To illustrate the techniques of improving retrieval, let us set up an ephemeral Chroma database with a few documents.

In [6]:
chromadb_client = chromadb.EphemeralClient()

ERROR:chromadb.telemetry.product.posthog:Failed to send telemetry event ClientStartEvent: capture() takes 1 positional argument but 3 were given


In [7]:
documents = [
    Document(
        id=1,
        page_content="We design, develop, manufacture, sell and lease high-performance fully electric vehicles and energy generation and storage systems, and offer services related to our products. We generally sell our products directly to customers, and continue to grow our customer-facing infrastructure through a global network of vehicle showrooms and service centers, Mobile Service, body shops, Supercharger stations and Destination Chargers to accelerate the widespread adoption of our products. We emphasize performance, attractive styling and the safety of our users and workforce in the design and manufacture of our products and are continuing to develop full self-driving technology for improved safety. We also strive to lower the cost of ownership for our customers through continuous efforts to reduce manufacturing costs and by offering financial and other services tailored to our products.",
        metadata={"year": 2023, "section": "business"}
    ),
    Document(
        id=2,
        page_content="We have previously experienced and may in the future experience launch and production ramp delays for new products and features. For example, we encountered unanticipated supplier issues that led to delays during the initial ramp of our first Model X and experienced challenges with a supplier and with ramping full automation for certain of our initial Model 3 manufacturing processes. In addition, we may introduce in the future new or unique manufacturing processes and design features for our products. As we expand our vehicle offerings and global footprint, there is no guarantee that we will be able to successfully and timely introduce and scale such processes or features.",
        metadata={"year": 2023, "section": "risk_factors"}
    ),
    Document(
        id=3,
        page_content="We recognize the importance of assessing, identifying, and managing material risks associated with cybersecurity threats, as such term is defined in Item 106(a) of Regulation S-K. These risks include, among other things: operational risks, intellectual property theft, fraud, extortion, harm to employees or customers and violation of data privacy or security laws. Identifying and assessing cybersecurity risk is integrated into our overall risk management systems and processes. Cybersecurity risks related to our business, technical operations, privacy and compliance issues are identified and addressed through a multi-faceted approach including third party assessments, internal IT Audit, IT security, governance, risk and compliance reviews.

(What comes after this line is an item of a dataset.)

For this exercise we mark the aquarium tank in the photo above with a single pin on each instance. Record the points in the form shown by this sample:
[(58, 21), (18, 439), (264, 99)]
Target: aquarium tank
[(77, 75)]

To defend, detect and respond to cybersecurity incidents, we, among other things: conduct proactive privacy and cybersecurity reviews of systems and applications, audit applicable data policies, perform penetration testing using external third-party tools and techniques to test security controls, operate a bug bounty program to encourage proactive vulnerability reporting, conduct employee training, monitor emerging laws and regulations related to data protection and information security (including our consumer products) and implement appropriate changes.",
        metadata={"year": 2023, "section": "cyber_security"}
    ),
    Document(
        id=4,
        page_content="The automotive segment includes the design, development, manufacturing, sales and leasing of high-performance fully electric vehicles as well as sales of automotive regulatory credits. Additionally, the automotive segment also includes services and other, which includes non-warranty after- sales vehicle services and parts, sales of used vehicles, retail merchandise, paid Supercharging and vehicle insurance revenue. The energy generation and storage segment includes the design, manufacture, installation, sales and leasing of solar energy generation and energy storage products and related services and sales of solar energy systems incentives.",
        metadata={"year": 2022, "section": "business"}
    ),
    Document(
        id=5,
        page_content="Since the first quarter of 2020, there has been a worldwide impact from the COVID-19 pandemic. Government regulations and shifting social behaviors have, at times, limited or closed non-essential transportation, government functions, business activities and person-to-person interactions. Global trade conditions and consumer trends that originated during the pandemic continue to persist and may also have long-lasting adverse impact on us and our industries independently of the progress of the pandemic.",
        metadata={"year": 2022, "section": "risk_factors"}
    ),
    Document(
        id=6,
        page_content="The German Umweltbundesamt issued our subsidiary in Germany a notice and fine in the amount of 12 million euro alleging its non-compliance under applicable laws relating to market participation notifications and take-back obligations with respect to end-of-life battery products required thereunder. In response to Tesla’s objection, the German Umweltbundesamt issued Tesla a revised fine notice dated April 29, 2021 in which it reduced the original fine amount to 1.45 million euro. This is primarily relating to administrative requirements, but Tesla has continued to take back battery packs, and filed a new objection in June 2021. A hearing took place on November 24, 2022, and the parties reached a settlement which resulted in a further reduction of the fine to 600,000 euro. Both parties have waived their right to appeal.",
        metadata={"year": 2022, "section": "legal_proceedings"}
    )
]

We can now point our vector store to the Chroma client and add these documents to the vector store as in previous modules.

In [8]:
vectorstore = Chroma(
    collection_name="full_document_chunks",
    collection_metadata={"hnsw:space": "cosine"},
    embedding_function=embedding_model,
    client=chromadb_client
)

ERROR:chromadb.telemetry.product.posthog:Failed to send telemetry event ClientCreateCollectionEvent: capture() takes 1 positional argument but 3 were given


In [9]:
chromadb_client.list_collections()

['full_document_chunks']

In [10]:
vectorstore.add_documents(
    documents=documents
)

['1', '2', '3', '4', '5', '6']

In [11]:
retriever = vectorstore.as_retriever(
    search_type="similarity",
    search_kwargs={
        'k': 3
    }
)

# Query Expansion

In query expansion, we ask the LLM to generate variations of the original user query. Then, we use each of these variations to retrieve the relevant context. The final context used is the unique set of documents that are retreived across all the query expansions.

In [12]:
query_expansion_system_message = """
You are an financial domain expert assisting in answering questions related to 10-k reports.
Perform query expansion on the question below. If there are multiple common ways of phrasing a user question \
or common synonyms for key words in the question, make sure to return multiple versions \
of the query with the different phrasings.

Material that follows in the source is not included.